O deputado Rodrigo Bacellar (União Brasil) oficializou nesta quarta-feira (10) seu pedido de licença do mandato na Assembleia Legislativa do Rio de Janeiro (Alerj). A solicitação ocorre após o ministro do Supremo Tribunal Federal (STF), Alexandre de Moraes, ter decidido afastá-lo da presidência da Casa, como parte das repercussões de um escândalo em torno do vazamento de dados sigilosos. Bacellar optou por um afastamento de apenas 10 dias, que se estenderá até o início do recesso legislativo, programado para começar em 19 de dezembro.

Cenário político e judicial de Bacellar

A decisão de Bacellar de solicitar a licença vem logo após a autorização de sua soltura pelo STF, que ocorreu um dia antes. Durante sua detenção, ele foi alvo de uma operação da Polícia Federal que investiga uma rede de venda ilegal de armas relacionada à facção criminosa Comando Vermelho. A operação, conhecida como Zargun, levou à prisão de outros envolvidos, incluindo o ex-deputado estadual Thiego Raimundo dos Santos Silva, conhecido como TH Joias.

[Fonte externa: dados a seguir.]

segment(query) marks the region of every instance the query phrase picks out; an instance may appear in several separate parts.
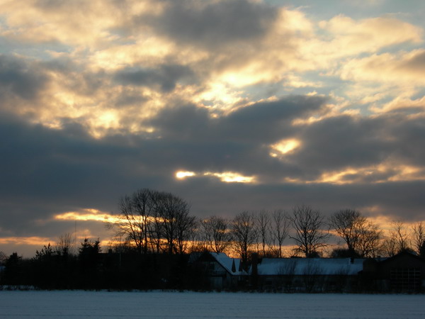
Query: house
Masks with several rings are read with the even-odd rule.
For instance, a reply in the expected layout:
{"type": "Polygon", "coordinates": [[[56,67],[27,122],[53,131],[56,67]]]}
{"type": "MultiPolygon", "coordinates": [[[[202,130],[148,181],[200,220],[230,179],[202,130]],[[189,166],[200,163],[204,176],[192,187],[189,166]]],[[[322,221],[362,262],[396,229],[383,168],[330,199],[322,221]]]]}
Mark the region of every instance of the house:
{"type": "Polygon", "coordinates": [[[367,290],[410,293],[425,290],[425,259],[408,252],[383,260],[368,259],[360,274],[367,290]]]}
{"type": "Polygon", "coordinates": [[[237,289],[246,284],[248,274],[239,258],[231,258],[224,252],[192,254],[189,262],[201,269],[212,289],[237,289]]]}
{"type": "Polygon", "coordinates": [[[274,291],[346,291],[357,286],[363,259],[263,258],[249,274],[257,289],[274,291]]]}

Com a soltura, Rodrigo Bacellar passa a cumprir medidas cautelares, que incluem o uso de tornozeleira eletrônica. Além disso, ele está proibido de manter contato com outros investigados da operação, teve seu passaporte retido e a licença para porte de arma suspensa. Assim, a licença pedida pode ser vista como uma forma de evitar qualquer tipo de atrito que possa surgir durante a sua trajetória judicial.

Investigação e seu desdobramento

A investigação que leva a prisão de Bacellar se iniciou após interceptações telefônicas realizadas pela PF. Em uma dessas comunicações, TH Joias, na noite anterior à sua prisão, contatou Bacellar, referindo-se a ele como “01”. As escuta indicam que Bacellar teria orientado TH a remover objetos de sua residência, o que levanta ainda mais suspeitas sobre seu envolvimento nas atividades ilícitas. As mensagens sugerem que, na manhã da operação, a dupla manteve contato, o que acabou se tornando um dos pontos centrais da investigação.

Impacto no cenário político do Rio

O afastamento de Rodrigo Bacellar da presidência da Alerj e seu pedido de licença para tratar de assuntos pessoais geram uma série de questionamentos sobre a estabilidade política na assembleia. O caso, que chama a atenção pela gravidade das acusações, é um dos muitos que envolvem a relação entre política e crime organizado no estado. O impacto disso pode reverberar nas eleições futuras e na confiança do eleitorado em seus representantes.

A situação de Bacellar pode também influenciar aqueles que ocupam cargos na Alerj e no cenário político carioca. Diante das medidas cautelares impostas, o deputado terá que navegar em um ambiente altamente vigiado, onde sua imagem e possíveis ações serão acompanhadas de perto pela opinião pública e pela justiça.

Reflexão sobre a política e o crime

O caso de Rodrigo Bacellar destaca a penetração do crime organizado na política brasileira, algo que se tornou uma preocupação crescente nos últimos anos. O envolvimento de políticos em atividades criminosas não só compromete a integridade das instituições democráticas, mas também gera enormes impactos sociais, econômica e moral sobre a população.

À medida que mais detalhes da investigação vêm à tona, cresce a expectativa sobre como o sistema judiciário lidará não apenas com Bacellar, mas com um contexto maior de corrupção e criminalidade que tangencia a política brasileira. Essa situação levanta questões sobre a necessidade de reformas e maior transparência nas relações entre políticos e os diversos setores da sociedade.

Com o recesso legislativo se aproximando e novas revelações sobre as investigações, a Alerj e seus representantes ficarão sob o olhar atento da sociedade, que deseja respostas e justiça. Resta saber como esta situação irá se desenrolar e quais efeitos isso terá na operação política do Rio de Janeiro nos próximos meses.